Nevertheless, as a friend put it, "foreign teachers are subject to other forms of discrimination in the education field based on nationality as is the case with full-time assignments. All in all [the treatment of part timers] is more evidence that foreign teachers are treated differently and in ways that keep us on the fringes of society. Unacceptable given the contributions we make to education in Japan."

Thus there are cases out there which deserve to be known about, and the Blacklist Monitor is willing, within reason and the extensive efforts of outside substantiators, to provide a link and an outlet for the world to view. Therefore, though this Blacklist of Part-Time Teaching Positions is hardly exhaustive, it will serve as a brief listing of egregious cases.
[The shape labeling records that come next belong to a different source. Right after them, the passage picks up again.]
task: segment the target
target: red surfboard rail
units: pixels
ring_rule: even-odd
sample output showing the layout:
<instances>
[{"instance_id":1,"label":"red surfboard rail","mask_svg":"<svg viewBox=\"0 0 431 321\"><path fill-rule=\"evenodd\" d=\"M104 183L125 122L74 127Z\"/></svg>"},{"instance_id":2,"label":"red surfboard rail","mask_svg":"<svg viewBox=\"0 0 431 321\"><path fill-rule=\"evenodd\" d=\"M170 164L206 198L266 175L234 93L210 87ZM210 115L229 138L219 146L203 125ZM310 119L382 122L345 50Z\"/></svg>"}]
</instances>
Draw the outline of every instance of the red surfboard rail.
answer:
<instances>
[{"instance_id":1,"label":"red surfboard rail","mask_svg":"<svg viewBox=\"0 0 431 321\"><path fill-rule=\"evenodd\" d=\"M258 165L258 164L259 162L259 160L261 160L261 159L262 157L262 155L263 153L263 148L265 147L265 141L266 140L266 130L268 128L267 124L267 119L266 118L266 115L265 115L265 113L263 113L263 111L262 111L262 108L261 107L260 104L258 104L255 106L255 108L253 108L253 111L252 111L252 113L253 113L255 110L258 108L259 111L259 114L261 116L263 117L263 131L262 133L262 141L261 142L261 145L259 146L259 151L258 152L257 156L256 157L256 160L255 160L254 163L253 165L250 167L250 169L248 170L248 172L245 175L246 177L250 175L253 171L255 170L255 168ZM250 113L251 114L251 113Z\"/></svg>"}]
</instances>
Part-time positions at these universities should be avoided at all costs, for reasons extensively substantiated below.

--Arudou Debito, Blacklist Monitor


NAME OF UNIVERSITY: Kobe Shinwa Women's College (Private)
LOCATION: Suzurandai, Kobe
EMPLOYMENT ABUSE: A questionnaire was collected from foreign teachers which asked them to indicate their intention to teach at the college the following fiscal year. The questionnaire had only one column to respond for teachers teaching 2 classes but no column for those teachers having 3 or 4 classes at the college, in effect cutting classes from those teaching more than 2 classes because they were unable to reply and indicate an intention to teach.
SOURCE OF INFORMATION: Education Workers and Amalgamated Union Osaka (EWA) http://ewaosaka.org

NAME OF UNIVERSITY: Kobe University of Foreign Studies (Private)
LOCATION: Kobe
EMPLOYMENT ABUSE: Introduced a system of new wages to a foreigner part-time instructor from the current fiscal year. Whereas the teacher had received a salary every month, the new system would see the teacher be paid a daily wage based only on hours actually worked regardless of a class being cancelled due to a school event, a traffic accident, or some other uncontrollable happening. No class means no salary.
SOURCE OF INFORMATION:Education Workers and Amalgamated Union Osaka (EWA) http://ewaosaka.org

NAME OF UNIVERSITY: Tezukayama University (Private)
LOCATION: Tezukayama, Nara
EMPLOYMENT ABUSE: Unilaterally cut classes from several veteran part-time teachers for the 2002-2003 academic year. The university shamelessly cut classes from union members and others while at the same time hired new teachers. A formal protest was made and the union member's classes were almost reinstated after negotiation with the school who had cut his teaching load in half. The union member was promised that the classes will be reinstated in 2003. Other teachers were treated badly during this process and EWA is now monitoring Tezukayama very closely.
SOURCE OF INFORMATION: Education Workers and Amalgamated Union Osaka (EWA) http://ewaosaka.org



Submissions to this list are welcome. Application is here. However, I would request that extensive substantiation be made available, as it has been above, to avoid the counterarguments of "Hey, the Japanese are under the same contracted conditions, so where's the discrimination?" Unlike the Blacklist for full-timers, this is much harder to demonstrate with, say, a simple job announcement.